Eddie gives lesbianism pretty much the same treatment he gave sadomasochism in the previous chapter. Namely, he tries to maintain a serious, scholarly, and (above all) impartial tone, as if he's delivering a report in front of the class. But, in doing this, his messaging is very contradictory. Based on this article, I can't tell if lesbianism is widespread and normal or some kind of vaguely-frightening deviation from the norm. Like his S&M articles, Ed Wood's lesbianism articles are basically pleas for tolerance and understanding. But they also make these subjects seem alien and even a little threatening. Perhaps Eddie himself hadn't made up his mind about these topics.

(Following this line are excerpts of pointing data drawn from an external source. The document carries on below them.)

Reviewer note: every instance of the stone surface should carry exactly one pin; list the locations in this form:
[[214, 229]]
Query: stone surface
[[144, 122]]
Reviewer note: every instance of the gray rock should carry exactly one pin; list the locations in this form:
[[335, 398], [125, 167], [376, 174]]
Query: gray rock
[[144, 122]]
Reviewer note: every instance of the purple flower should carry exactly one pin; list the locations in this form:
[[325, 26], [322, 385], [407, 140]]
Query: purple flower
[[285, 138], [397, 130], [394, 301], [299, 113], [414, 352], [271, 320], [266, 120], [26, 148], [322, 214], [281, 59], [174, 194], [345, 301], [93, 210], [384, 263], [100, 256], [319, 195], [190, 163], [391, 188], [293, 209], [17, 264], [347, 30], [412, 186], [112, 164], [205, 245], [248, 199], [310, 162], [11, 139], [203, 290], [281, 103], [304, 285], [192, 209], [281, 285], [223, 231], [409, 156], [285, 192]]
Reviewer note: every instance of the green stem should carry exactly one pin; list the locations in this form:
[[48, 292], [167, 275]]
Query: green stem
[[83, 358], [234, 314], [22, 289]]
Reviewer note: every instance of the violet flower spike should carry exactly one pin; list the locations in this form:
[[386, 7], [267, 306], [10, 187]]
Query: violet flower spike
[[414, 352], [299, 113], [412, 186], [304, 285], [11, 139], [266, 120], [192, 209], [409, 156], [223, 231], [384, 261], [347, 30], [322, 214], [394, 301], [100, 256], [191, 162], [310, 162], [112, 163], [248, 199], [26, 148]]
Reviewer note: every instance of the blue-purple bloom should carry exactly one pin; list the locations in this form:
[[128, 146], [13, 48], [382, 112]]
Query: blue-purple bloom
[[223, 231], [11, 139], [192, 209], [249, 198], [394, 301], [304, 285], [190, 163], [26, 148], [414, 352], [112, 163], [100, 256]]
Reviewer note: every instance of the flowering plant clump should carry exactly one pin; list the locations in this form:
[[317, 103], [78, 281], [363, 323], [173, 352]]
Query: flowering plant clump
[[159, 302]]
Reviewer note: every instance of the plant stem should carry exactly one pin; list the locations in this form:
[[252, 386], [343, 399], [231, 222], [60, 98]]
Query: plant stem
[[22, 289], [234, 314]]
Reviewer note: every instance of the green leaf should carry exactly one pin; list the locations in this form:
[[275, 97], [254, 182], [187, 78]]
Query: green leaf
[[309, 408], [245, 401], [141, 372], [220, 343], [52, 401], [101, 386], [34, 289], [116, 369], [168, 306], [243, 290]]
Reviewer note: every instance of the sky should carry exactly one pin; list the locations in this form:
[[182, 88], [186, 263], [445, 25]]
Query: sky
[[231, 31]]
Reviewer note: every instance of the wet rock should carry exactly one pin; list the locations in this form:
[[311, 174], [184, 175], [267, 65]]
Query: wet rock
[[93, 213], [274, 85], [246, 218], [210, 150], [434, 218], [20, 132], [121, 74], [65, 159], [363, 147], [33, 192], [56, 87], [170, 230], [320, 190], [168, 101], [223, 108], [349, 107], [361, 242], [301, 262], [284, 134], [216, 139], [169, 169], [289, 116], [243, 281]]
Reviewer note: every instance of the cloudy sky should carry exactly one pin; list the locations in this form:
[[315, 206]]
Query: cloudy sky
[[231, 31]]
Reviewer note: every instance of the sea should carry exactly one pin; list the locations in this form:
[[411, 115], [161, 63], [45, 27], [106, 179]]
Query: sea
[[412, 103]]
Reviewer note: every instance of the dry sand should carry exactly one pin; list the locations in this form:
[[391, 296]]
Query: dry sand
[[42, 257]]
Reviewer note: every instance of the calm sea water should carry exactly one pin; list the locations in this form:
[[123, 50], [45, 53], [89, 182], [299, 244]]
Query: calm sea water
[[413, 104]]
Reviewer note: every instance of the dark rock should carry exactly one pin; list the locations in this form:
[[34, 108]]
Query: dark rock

Relatively late in the article, Ed asks some important questions: "What are the facts of lesbian life? Why do women become homosexuals? How do they make love?" He doesn't really get around to answering these questions, per se, except to indicate that women are more attuned to each other's physical needs than men could ever be.
The fact that women have sexual needs and desires, just the same as men, must have been news in 1973. Ed writes: "Women have the same drive that men have, and women seek satisfaction of it." Did people not know this? It's important to keep in mind that "Lesbian Understanding" is nearly 50 years old. A lot has changed over the last half-century, both in terms of information and morality. It's easy for us to read an article like this and scoff at how out-of-touch it is, with its talk of "dykes" and "fluffs." But maybe Ed Wood was cutting-edge for a straight male pornographer of this era. As an example, check out this passage:
However, the lesbian has also been maligned, the cruel stereotype of a cigar-smoking leather-jacketed DYKE being often the media portrayal. And yet, in reality, the average lesbian may be even more difficult to spot than a male, especially when we consider that there is much more bisexuality among women than men.
So at least he's calling out the hurtful, harmful stereotypes. That's kind of progressive, right?